2023-06-10
Au détour d’une conversation à Épinal, l’auteur et philosophe Xavier Mauméjean me glissa cette phrase curieuse : « Aujourd’hui, il n’est plus possible de faire de la philosophie sans faire de la science-fiction ».
Interpelé, je retournai des jours durant cette phrase dans mon esprit avant que l’évidence ne m’apparût.
Le présent a l’épaisseur mathématique d’une droite, la consistance d’un point. Il est insaisissable, mouvant. À ce titre, il n’existe pas de littérature du présent. L’humain ne peut écrire que sur deux sujets : le passé et le futur. Les deux étant complémentaires.

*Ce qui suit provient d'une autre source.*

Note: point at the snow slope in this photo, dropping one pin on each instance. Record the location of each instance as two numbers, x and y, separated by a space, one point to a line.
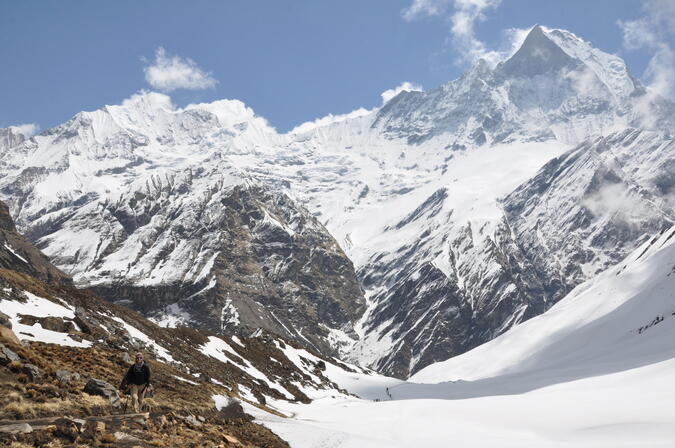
194 214
594 371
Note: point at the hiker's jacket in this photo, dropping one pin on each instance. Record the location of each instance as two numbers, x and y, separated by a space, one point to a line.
137 376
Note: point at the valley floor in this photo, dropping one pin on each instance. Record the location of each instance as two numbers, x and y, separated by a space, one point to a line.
634 408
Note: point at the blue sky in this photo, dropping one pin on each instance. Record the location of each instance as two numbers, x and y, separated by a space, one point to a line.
291 61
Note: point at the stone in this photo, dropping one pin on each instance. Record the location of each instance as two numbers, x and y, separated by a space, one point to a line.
5 321
8 335
125 438
7 356
99 387
32 371
16 428
192 421
233 410
66 377
51 323
231 439
93 429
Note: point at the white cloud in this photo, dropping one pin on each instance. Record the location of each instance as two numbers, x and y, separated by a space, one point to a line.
169 73
329 119
652 32
425 8
463 16
616 200
360 112
26 129
403 87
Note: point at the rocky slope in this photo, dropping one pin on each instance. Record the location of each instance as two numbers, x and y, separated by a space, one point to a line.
461 211
54 339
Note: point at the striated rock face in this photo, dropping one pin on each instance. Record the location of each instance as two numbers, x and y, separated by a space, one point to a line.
451 229
18 254
258 261
584 211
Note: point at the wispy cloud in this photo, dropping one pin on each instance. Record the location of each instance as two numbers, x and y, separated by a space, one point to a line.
360 112
26 129
329 119
403 87
463 16
652 32
168 73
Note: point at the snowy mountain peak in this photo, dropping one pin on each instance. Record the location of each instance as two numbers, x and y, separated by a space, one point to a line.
537 55
610 69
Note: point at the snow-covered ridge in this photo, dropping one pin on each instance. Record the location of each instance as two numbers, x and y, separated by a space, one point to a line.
622 319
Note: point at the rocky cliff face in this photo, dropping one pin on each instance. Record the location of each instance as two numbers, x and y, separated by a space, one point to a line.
459 212
18 254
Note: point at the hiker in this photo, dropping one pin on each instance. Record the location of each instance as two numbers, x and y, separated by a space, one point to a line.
138 380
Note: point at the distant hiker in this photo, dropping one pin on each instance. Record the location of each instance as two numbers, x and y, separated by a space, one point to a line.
138 380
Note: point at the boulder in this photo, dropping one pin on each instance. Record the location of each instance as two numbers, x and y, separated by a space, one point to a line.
92 429
16 428
52 323
7 356
5 321
232 410
8 335
125 438
99 387
66 377
32 371
69 428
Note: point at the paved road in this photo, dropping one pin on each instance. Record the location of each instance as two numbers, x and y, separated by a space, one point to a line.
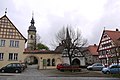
32 73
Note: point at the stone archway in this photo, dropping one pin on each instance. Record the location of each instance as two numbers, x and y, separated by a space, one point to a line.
76 62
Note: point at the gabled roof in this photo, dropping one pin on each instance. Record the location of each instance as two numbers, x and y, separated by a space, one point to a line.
26 51
93 49
114 36
11 26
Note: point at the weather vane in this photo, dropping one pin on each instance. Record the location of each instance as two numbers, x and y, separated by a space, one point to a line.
32 14
5 11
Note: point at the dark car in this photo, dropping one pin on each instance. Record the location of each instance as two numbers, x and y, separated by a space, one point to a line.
12 68
59 66
24 65
96 66
67 67
113 69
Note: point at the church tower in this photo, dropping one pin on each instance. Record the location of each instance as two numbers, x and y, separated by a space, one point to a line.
31 44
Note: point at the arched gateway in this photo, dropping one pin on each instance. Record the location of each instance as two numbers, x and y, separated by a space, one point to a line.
44 59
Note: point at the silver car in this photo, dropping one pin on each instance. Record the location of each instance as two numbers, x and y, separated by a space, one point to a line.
96 66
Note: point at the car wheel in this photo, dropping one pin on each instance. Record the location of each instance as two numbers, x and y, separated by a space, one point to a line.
16 71
107 72
2 71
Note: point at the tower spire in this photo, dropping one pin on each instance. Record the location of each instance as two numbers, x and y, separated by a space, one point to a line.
5 11
32 21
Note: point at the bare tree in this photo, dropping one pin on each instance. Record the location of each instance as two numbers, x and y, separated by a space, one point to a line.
70 39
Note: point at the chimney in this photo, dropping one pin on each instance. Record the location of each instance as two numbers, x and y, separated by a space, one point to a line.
117 29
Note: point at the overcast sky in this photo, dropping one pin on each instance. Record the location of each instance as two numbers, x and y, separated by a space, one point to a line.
90 16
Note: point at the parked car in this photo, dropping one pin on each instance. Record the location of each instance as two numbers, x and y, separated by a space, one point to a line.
113 69
67 67
24 65
13 68
62 65
96 66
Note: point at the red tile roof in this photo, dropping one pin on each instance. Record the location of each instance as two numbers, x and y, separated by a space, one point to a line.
93 49
114 35
40 51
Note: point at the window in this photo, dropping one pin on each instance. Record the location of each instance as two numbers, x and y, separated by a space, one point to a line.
48 62
14 43
2 43
1 56
11 43
13 56
53 62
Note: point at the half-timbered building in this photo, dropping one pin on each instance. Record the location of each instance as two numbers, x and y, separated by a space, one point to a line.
12 42
109 47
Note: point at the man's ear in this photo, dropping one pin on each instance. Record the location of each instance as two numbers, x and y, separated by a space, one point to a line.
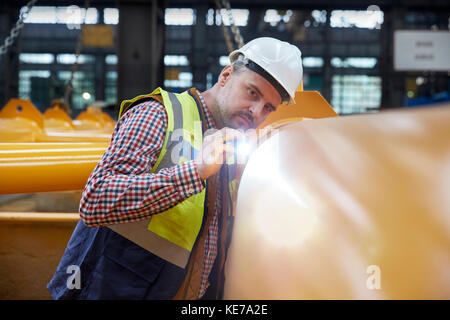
225 75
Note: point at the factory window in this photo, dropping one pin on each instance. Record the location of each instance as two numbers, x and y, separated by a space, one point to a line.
179 16
312 62
82 82
111 16
37 58
240 17
111 59
371 18
68 58
174 60
25 81
184 81
111 87
355 93
224 61
354 62
71 15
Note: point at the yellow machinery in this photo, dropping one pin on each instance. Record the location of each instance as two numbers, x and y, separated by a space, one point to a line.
356 207
43 167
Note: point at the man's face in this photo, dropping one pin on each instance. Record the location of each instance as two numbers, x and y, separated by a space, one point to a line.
245 99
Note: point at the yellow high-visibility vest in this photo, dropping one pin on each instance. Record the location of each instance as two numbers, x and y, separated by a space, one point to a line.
171 235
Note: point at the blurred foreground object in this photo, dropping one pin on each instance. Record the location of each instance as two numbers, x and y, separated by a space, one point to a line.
355 207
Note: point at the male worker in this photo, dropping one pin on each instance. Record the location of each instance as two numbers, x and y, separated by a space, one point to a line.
155 216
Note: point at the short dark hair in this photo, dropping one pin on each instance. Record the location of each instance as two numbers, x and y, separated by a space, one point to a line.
241 64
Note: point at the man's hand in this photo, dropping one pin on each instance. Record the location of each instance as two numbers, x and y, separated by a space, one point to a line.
214 151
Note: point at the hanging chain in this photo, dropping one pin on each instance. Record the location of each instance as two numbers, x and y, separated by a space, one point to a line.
237 34
15 31
69 85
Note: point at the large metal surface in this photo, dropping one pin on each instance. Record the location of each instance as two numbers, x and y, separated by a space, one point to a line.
354 207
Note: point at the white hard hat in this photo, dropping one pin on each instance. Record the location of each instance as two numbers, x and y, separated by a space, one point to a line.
281 60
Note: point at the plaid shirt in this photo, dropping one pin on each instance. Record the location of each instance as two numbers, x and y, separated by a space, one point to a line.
122 189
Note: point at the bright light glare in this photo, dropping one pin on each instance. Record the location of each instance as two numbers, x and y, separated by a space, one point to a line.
244 148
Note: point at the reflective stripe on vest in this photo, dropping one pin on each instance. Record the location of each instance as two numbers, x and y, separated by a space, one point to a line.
171 235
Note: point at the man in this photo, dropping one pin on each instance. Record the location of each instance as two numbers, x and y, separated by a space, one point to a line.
155 212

Lire sur le passé nous édifie sur la nature humaine, sur notre place dans le monde, dans la civilisation. Cela démystifie, et c’est essentiel, notre univers. Le passé nous enseigne les lois scientifiques.
Se projeter dans le futur nous fait réfléchir aux conséquences de nos actes, nous fait peser nos choix. Or il n’y a pas de littérature du futur sans imaginaire. Le futur n’est, par définition, qu’imagination. Un imaginaire qui obéit à des lois, les lois scientifiques susnommées. Réfléchir au futur, c’est donc faire de la science-fiction.

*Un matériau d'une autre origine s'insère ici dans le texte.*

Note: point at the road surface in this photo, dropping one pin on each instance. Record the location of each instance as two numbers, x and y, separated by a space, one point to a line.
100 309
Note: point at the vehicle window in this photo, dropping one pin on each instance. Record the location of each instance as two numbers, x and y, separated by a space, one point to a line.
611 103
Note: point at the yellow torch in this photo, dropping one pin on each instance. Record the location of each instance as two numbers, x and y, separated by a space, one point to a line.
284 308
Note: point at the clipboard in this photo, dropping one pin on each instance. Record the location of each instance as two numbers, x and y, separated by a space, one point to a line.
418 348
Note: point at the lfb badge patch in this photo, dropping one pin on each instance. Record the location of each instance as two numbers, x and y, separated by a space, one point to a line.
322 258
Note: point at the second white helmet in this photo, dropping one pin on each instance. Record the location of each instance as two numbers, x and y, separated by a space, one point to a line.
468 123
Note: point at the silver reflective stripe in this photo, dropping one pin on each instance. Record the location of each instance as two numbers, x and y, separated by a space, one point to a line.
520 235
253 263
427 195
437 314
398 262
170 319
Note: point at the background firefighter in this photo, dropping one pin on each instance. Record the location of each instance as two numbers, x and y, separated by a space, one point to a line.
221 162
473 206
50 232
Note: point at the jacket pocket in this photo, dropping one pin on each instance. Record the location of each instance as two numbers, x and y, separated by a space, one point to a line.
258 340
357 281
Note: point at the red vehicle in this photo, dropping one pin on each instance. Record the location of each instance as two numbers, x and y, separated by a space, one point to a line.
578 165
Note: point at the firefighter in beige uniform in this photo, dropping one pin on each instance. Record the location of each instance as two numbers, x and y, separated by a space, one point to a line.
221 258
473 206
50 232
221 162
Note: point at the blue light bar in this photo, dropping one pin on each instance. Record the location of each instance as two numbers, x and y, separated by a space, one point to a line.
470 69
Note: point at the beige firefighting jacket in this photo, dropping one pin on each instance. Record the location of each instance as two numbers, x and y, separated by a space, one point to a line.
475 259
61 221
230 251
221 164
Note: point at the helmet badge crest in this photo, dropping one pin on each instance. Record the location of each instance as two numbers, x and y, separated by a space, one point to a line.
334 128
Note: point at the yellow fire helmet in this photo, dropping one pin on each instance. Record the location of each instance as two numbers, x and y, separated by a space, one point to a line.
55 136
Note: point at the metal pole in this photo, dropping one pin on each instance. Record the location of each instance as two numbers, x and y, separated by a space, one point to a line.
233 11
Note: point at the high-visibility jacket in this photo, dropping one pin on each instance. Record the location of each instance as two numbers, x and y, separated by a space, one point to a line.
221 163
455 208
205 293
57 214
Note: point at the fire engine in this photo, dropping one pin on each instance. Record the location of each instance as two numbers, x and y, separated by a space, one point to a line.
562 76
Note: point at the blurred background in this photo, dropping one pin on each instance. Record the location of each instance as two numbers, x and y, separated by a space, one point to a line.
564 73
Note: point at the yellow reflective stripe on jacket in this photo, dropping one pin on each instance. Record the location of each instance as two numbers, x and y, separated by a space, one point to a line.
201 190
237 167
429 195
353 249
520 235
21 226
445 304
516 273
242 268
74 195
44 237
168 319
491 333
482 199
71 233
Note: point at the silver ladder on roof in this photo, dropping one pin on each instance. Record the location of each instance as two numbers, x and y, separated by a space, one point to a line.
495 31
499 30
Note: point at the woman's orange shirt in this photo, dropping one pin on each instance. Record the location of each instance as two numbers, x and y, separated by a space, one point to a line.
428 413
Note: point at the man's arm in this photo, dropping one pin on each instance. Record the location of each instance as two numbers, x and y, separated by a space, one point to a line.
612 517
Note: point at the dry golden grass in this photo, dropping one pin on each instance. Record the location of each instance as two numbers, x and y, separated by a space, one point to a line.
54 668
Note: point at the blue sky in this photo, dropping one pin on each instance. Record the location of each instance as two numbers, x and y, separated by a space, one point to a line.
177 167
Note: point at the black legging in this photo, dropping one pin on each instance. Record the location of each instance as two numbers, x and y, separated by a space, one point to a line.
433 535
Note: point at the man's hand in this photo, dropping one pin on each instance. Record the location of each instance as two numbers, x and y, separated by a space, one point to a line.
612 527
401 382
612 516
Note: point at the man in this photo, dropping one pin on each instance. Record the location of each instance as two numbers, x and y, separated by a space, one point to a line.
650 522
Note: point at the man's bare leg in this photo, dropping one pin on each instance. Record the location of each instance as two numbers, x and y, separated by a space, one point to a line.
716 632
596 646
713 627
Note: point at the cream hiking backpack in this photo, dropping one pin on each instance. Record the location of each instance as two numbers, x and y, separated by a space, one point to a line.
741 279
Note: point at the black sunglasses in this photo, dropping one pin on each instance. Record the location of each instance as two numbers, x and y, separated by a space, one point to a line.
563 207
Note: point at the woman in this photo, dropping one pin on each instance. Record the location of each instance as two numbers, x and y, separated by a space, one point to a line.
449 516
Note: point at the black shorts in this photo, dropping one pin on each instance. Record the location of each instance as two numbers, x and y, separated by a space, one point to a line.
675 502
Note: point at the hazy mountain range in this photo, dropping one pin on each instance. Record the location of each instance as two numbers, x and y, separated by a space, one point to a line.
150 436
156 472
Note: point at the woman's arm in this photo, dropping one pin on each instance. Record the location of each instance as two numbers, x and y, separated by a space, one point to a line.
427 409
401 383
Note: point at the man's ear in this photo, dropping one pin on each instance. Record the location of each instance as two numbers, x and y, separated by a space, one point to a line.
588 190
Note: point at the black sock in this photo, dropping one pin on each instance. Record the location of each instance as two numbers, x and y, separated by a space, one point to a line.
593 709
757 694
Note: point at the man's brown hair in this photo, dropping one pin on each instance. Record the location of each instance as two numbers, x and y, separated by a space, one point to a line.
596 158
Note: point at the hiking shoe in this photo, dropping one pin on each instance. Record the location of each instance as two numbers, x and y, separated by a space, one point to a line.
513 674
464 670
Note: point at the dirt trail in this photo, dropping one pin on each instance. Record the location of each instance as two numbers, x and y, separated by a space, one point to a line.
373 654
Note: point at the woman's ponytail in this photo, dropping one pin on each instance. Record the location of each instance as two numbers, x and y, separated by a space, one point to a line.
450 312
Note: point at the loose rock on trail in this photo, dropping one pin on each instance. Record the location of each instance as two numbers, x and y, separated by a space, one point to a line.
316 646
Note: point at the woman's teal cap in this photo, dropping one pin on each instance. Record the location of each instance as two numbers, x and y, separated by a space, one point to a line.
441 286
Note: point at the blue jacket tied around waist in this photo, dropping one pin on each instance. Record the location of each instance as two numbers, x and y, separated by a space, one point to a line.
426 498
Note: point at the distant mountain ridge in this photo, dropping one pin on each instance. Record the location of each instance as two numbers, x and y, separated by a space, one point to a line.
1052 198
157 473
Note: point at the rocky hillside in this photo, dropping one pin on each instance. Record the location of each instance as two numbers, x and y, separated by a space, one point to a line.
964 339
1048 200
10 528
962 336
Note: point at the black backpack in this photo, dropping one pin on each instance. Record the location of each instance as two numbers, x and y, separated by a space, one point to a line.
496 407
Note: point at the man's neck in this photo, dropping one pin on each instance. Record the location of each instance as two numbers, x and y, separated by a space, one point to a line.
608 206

La science-fiction, sous toutes ses formes, est la clé de notre capacité d’influencer le monde, l’essence même de notre survie.

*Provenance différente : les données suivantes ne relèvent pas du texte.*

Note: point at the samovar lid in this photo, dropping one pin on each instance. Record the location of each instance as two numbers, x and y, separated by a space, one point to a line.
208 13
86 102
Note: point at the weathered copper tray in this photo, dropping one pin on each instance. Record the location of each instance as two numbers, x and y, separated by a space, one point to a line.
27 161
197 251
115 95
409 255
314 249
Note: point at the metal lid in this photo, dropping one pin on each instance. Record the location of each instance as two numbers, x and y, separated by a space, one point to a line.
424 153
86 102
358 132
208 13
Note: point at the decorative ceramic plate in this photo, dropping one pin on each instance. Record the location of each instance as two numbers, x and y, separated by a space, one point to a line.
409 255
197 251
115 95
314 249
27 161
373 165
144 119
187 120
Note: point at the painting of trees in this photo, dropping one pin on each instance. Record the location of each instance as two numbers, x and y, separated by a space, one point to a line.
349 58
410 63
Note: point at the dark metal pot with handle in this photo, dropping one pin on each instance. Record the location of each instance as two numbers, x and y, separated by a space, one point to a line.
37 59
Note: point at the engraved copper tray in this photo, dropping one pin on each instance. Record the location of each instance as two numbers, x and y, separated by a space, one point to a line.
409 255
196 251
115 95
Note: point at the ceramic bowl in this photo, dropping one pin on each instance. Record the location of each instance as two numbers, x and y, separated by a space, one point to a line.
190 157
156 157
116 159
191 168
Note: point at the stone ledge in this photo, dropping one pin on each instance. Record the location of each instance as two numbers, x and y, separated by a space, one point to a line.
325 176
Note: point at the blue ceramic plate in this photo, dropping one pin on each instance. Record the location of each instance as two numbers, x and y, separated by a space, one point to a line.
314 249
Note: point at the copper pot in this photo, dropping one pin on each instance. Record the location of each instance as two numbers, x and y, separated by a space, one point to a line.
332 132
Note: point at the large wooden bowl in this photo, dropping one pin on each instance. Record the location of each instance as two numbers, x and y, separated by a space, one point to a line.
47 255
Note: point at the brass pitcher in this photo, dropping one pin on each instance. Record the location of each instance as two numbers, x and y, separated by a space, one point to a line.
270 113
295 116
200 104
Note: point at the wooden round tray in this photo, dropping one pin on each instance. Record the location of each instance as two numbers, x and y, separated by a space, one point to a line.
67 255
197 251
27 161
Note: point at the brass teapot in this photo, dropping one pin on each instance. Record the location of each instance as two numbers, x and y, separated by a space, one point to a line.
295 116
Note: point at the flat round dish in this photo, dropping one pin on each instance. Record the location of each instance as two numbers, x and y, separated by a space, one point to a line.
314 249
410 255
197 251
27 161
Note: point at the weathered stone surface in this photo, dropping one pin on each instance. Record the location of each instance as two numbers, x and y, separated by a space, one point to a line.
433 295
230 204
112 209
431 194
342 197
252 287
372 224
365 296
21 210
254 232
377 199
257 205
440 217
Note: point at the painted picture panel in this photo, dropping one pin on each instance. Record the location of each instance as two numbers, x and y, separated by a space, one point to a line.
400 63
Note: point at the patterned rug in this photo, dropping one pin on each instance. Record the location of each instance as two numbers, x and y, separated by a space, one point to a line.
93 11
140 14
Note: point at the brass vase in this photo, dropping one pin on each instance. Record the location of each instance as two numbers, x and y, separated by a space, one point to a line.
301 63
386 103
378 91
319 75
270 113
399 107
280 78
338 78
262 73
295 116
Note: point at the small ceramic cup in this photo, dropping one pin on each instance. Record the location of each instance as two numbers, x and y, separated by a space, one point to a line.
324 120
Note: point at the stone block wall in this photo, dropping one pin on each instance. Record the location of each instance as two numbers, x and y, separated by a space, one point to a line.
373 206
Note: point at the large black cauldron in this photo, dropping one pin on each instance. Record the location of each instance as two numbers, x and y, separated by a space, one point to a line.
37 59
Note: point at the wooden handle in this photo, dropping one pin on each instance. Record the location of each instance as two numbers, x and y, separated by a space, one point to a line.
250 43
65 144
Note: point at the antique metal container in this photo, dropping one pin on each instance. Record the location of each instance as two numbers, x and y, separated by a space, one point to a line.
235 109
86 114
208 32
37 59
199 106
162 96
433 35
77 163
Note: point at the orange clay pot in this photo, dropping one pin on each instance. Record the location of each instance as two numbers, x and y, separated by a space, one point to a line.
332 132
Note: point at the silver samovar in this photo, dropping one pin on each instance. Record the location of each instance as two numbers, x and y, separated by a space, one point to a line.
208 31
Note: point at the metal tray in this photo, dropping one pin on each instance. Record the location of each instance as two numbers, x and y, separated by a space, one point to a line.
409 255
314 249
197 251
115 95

Mais attention aux étiquettes. Il serait tentant de penser qu’un livre se passant dans le passé parle du passé et un livre se passant dans le futur parle du futur. C’est bien entendu simpliste et trompeur. Tant de livres historiques nous emmènent à réfléchir à notre futur, à notre être et à notre devenir. Un livre peut se passer en l’an 3000 et ne brasser que du vent.
Malgré son importance vitale, la science-fiction a toujours mauvaise presse, est reléguée aux étagères les moins accessibles des librairies, est rejetée par les lecteurs.
Refuser l’étiquette « science-fiction » n’est-il pas le symptôme d’une peur de se projeter dans le futur ? D’affronter ce qui nous semble inéluctable ? Mais tant que nous aurons de l’imagination, rien ne sera inéluctable. Le futur n’a qu’une constante : il est la conséquence de nos actions.
Pour reprendre les mots de Vinay Gupta, le futur est un pays étranger. Un pays vers lequel nous nous contentons aujourd’hui d’envoyer nos déchets, un pays dont nous tentons de détruire les ressources, comme si nous étions en guerre. Un pays où vivent nos enfants.
Peut-être est-il temps de faire la paix avec le futur. D’entretenir de bonnes relations diplomatiques. Des relations épistolaires qui portent un nom : la science-fiction.
Mais peut-être ce nom est-il trompeur. Peut-être que la science-fiction n’existe pas. Peut-être que toute littérature est en soi, un ouvrage de science-fiction.
On ne peut écrire sans philosopher. On ne peut philosopher sans faire de la science-fiction. On ne peut être humain sans faire la paix avec le futur.